I simplify matters somewhat, as this is a tricky field to be in for both the people developing the visual challenge systems, and those devising bots to pass the tests. It is essentially an arms race, with each party tring to stay slightly ahead of the other.

Disclaimer: I have never programmed a chess AI, an FPS, or any form of OCR :)

Edited to keep it slightly more on-topic

KimmoA

1:03 am on Sep 21, 2005 (gmt 0)

I have never programmed a chess AI, an FPS, or any form of OCR :)

Well... at least you tried explaining how you assume that it's done. I'm always interested in reading about stuff that I care about.

(A multi-player only chess game is the best I could do (but haven't yet). I have only made a "fake" 3D game, using four directions and "steps" of texture "boxes" to simulate a 3D view.

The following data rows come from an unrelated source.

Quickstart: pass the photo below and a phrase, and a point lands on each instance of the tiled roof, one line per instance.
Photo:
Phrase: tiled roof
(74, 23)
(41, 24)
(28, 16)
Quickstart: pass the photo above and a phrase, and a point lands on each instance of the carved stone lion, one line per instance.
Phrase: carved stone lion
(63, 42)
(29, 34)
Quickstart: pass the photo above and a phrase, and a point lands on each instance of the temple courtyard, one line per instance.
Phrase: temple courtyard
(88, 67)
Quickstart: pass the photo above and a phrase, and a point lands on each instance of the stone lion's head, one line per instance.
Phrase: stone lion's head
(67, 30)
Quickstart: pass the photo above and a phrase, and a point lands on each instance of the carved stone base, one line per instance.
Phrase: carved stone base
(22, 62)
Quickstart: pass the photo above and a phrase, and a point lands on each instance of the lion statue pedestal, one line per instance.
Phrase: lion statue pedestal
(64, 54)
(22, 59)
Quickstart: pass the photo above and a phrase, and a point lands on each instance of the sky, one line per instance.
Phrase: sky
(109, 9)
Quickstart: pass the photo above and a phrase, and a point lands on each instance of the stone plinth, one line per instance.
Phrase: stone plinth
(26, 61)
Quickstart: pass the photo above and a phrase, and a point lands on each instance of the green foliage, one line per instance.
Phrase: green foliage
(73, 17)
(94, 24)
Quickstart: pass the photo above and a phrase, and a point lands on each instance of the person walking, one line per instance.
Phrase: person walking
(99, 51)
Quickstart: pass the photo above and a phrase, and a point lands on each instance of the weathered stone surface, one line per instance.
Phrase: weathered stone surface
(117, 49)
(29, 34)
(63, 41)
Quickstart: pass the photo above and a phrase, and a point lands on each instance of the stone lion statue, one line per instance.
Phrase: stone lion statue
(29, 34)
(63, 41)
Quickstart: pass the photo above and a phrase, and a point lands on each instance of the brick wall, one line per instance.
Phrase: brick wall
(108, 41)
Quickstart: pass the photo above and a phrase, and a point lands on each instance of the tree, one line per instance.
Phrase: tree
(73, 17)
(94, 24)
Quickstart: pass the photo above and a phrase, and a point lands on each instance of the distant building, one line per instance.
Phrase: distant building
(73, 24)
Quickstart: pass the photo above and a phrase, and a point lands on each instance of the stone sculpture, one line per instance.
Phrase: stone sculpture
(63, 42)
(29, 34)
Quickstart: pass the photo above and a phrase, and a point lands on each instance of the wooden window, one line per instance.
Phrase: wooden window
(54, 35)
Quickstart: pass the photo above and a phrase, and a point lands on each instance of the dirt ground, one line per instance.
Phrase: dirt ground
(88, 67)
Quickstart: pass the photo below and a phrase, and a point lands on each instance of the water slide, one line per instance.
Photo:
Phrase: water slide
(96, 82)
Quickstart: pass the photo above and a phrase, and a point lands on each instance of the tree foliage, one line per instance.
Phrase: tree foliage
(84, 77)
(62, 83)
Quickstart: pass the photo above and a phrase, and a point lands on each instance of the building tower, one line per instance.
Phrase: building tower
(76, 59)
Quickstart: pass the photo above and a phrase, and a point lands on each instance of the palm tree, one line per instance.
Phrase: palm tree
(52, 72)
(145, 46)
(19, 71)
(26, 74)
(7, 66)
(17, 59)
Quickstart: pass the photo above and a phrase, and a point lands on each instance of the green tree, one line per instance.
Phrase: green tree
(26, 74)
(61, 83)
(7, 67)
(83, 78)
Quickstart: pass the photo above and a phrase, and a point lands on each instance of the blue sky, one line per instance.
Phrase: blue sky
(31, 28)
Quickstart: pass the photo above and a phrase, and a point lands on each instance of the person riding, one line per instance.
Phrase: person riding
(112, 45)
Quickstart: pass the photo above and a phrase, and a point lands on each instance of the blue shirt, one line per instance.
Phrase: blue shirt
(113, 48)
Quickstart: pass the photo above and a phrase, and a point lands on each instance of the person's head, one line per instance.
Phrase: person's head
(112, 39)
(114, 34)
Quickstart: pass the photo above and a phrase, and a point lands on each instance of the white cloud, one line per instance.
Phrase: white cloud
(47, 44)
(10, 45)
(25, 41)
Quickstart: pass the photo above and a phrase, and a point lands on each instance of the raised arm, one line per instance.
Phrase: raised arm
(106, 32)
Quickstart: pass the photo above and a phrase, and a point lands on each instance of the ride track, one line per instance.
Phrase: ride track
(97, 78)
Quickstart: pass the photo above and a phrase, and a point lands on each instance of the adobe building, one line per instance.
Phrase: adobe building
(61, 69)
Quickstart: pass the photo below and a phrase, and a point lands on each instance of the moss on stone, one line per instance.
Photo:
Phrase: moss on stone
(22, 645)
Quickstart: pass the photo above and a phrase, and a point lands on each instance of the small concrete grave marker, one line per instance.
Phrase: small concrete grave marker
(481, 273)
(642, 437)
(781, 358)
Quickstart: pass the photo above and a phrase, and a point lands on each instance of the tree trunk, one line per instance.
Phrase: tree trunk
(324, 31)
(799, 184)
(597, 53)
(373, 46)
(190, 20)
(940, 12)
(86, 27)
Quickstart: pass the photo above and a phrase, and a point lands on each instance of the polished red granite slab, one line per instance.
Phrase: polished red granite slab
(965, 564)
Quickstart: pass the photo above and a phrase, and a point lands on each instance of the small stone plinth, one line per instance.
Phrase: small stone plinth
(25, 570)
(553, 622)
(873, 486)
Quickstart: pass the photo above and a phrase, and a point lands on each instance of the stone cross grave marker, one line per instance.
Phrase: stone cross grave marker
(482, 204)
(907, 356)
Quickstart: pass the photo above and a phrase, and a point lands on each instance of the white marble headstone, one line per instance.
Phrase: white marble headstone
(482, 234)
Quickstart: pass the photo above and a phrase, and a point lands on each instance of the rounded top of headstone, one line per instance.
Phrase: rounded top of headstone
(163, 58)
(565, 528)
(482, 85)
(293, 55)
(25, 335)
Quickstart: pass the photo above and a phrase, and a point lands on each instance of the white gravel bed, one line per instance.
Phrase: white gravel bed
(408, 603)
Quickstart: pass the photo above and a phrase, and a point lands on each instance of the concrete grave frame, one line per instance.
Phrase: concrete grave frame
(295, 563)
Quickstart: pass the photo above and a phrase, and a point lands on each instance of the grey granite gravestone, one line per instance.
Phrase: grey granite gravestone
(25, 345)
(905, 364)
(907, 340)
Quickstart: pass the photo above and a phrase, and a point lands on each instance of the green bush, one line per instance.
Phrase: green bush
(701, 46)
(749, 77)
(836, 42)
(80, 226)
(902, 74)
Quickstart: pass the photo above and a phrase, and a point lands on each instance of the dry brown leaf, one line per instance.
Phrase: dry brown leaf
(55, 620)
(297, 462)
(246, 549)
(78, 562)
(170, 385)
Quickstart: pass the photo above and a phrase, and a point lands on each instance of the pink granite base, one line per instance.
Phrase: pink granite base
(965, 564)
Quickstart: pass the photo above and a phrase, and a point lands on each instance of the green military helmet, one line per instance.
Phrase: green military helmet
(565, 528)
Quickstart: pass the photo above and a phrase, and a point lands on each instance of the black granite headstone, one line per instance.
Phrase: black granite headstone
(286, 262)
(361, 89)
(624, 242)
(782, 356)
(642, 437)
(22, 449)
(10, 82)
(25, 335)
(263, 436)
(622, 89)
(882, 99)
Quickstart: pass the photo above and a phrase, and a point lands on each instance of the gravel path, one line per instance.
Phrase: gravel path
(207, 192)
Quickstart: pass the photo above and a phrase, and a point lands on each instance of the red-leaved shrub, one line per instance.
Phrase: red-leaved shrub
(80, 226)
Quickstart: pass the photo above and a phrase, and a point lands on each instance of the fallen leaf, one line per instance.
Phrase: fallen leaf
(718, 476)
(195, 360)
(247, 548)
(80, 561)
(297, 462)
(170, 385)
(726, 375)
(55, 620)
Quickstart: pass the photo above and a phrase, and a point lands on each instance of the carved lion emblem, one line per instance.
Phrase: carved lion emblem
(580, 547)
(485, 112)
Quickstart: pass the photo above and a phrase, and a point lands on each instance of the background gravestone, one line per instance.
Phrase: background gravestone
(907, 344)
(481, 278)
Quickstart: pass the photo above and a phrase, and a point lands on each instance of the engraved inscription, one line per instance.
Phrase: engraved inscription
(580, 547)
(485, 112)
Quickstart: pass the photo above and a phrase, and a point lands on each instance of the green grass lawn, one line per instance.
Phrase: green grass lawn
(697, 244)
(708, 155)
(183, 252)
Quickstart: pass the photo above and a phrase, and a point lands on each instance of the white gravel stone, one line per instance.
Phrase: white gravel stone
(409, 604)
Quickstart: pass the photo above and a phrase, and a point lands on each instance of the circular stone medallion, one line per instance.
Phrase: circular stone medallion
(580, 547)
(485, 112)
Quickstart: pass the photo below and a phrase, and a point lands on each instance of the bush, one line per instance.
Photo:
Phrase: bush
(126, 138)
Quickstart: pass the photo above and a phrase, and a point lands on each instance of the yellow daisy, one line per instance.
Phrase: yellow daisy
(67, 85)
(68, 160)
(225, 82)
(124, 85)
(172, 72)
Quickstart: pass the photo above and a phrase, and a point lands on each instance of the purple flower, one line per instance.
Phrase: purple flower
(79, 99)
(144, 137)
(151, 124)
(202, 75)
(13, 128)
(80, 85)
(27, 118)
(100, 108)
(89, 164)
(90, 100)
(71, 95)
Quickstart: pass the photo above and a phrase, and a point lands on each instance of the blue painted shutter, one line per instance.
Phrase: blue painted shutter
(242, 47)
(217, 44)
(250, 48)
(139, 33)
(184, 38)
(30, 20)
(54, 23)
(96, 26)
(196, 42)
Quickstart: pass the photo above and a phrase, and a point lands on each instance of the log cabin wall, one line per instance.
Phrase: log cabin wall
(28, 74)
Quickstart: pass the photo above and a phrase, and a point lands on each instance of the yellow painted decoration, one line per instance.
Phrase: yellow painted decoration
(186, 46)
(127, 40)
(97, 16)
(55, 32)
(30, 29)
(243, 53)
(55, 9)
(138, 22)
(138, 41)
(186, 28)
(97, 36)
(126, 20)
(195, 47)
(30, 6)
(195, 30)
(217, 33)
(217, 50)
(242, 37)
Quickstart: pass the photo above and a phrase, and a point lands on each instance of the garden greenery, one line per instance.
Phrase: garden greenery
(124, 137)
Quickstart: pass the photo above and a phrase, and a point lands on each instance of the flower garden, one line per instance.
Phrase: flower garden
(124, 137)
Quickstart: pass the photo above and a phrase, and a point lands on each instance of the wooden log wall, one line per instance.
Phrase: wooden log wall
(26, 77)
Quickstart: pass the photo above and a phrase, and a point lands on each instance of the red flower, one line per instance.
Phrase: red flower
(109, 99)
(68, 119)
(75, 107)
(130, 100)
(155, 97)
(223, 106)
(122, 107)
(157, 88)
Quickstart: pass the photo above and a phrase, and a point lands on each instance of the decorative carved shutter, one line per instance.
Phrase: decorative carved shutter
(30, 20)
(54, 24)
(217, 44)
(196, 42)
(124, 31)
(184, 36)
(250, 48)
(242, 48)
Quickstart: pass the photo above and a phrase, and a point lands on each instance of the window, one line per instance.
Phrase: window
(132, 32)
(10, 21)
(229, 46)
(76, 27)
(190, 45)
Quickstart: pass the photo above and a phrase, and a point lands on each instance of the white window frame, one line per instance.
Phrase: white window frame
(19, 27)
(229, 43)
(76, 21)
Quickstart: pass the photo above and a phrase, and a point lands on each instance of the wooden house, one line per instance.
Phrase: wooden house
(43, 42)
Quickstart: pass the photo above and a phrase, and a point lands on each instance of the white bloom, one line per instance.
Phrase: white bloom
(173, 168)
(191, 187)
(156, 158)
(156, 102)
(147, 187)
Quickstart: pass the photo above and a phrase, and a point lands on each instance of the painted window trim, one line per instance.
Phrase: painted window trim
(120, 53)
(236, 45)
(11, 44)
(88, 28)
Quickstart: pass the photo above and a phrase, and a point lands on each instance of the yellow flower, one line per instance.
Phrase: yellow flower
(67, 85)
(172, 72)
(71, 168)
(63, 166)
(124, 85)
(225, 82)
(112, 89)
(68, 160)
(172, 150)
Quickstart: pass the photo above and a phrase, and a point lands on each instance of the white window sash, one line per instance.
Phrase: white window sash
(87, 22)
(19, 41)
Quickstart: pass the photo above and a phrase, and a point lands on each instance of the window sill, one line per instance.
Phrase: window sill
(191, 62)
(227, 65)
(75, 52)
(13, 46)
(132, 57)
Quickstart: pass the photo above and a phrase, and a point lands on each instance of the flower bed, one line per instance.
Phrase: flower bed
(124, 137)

It's one of those projects I want to finish one day, BTW...)

[edited by: encyclo at 1:22 am (utc) on Sep. 21, 2005]

Tapolyai

2:43 pm on Sep 22, 2005 (gmt 0)

I have a very very simplistic way to resolve this, and it requires a two-factor authentication to create an account and then a two-factor authentication to allow users to log-in.

These particular solutions are dirt cheap - it's mostly code, and the deployment is, in general simple. I have already did conceptual testing with plain old vBulletin and phpBB. In both cases the solution is "transparent" and easily deployed.

There are some commercial implications, that would be able of great value, but I don't have to the time to develop it.

The first two-factor would be "what you know" & "what you are", and in the second case would be the "what you know" & "what you have".

If I dwell into it any further I might give the idea away and I would like to find someone to write a code for it.